The same for 60 degrees clockwise

The position on the circle there is 0.87 and 0.50

```   3.0 * 0.50 + 9.0 * 0.87 = 9.3
9.0 * 0.50 - 3.0 * 0.87 = 1.9
```

You can see that as we rotate that point clockwise to the right the X value gets bigger and the Y gets smaller. If we kept going past 90 degrees X would start getting smaller again and Y would start getting bigger. That pattern gives us rotation.

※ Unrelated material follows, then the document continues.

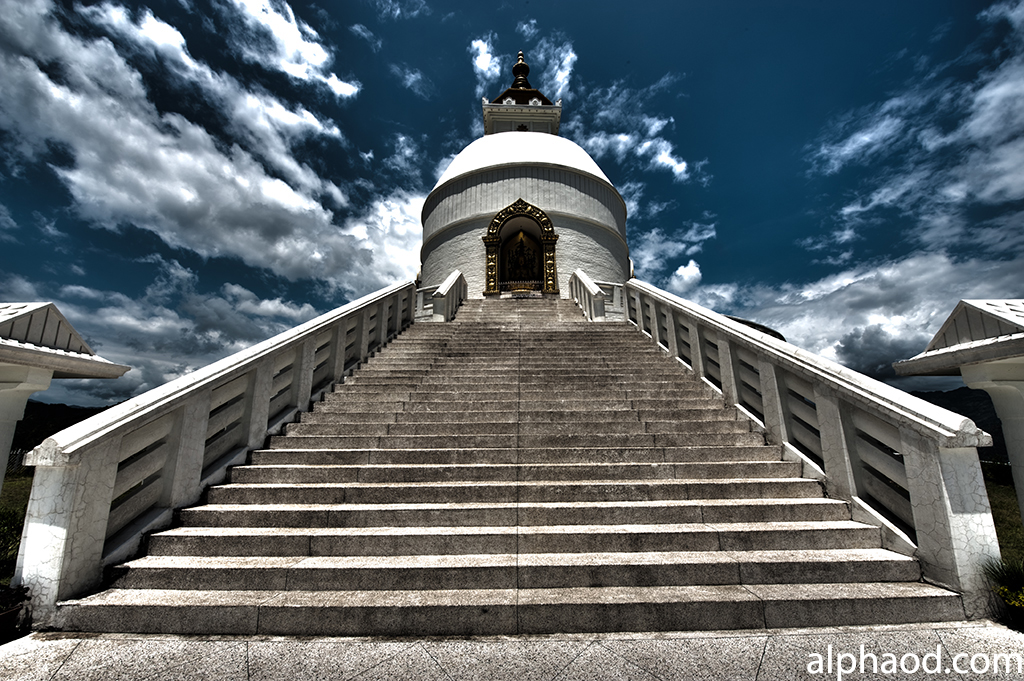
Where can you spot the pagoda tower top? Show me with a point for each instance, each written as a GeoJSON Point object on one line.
{"type": "Point", "coordinates": [521, 108]}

There's another name for the points on a unit circle. They're called the sine and cosine. So for any given angle we can just look up the sine and cosine like this.

``````function printSineAndCosineForAnAngle(angleInDegrees) {
var angleInRadians = angleInDegrees * Math.PI / 180;
console.log("s = " + s + " c = " + c);
}
``````

If you copy and paste the code into your JavaScript console and type `printSineAndCosignForAngle(30)` you see it prints `s = 0.49 c = 0.87` (note: I rounded off the numbers.)

If you put it all together you can rotate your geometry to any angle you desire. Just set the rotation to the sine and cosine of the angle you want to rotate to.

``````  ...
var angleInRadians = angleInDegrees * Math.PI / 180;
``````

Here's a version that just has an angle setting. Drag the sliders to translate or rotate.

I hope that made some sense. Please keep reading as this is not the most common way to do rotation but we'll get there in 2 more articles. Next up a simpler one. Scale.

Radians vs degrees are similar. Degrees make the math hard. Radians make the math easy. There are 360 degrees in a circle but there are only 2π radians. So a full turn is 2π radians. A half turn is 1π radian. A 1/4 turn, ie 90 degrees is 1/2π radians. So if you want to rotate something 90 degrees just use `Math.PI * 0.5`. If you want to rotate it 45 degrees use `Math.PI * 0.25` etc.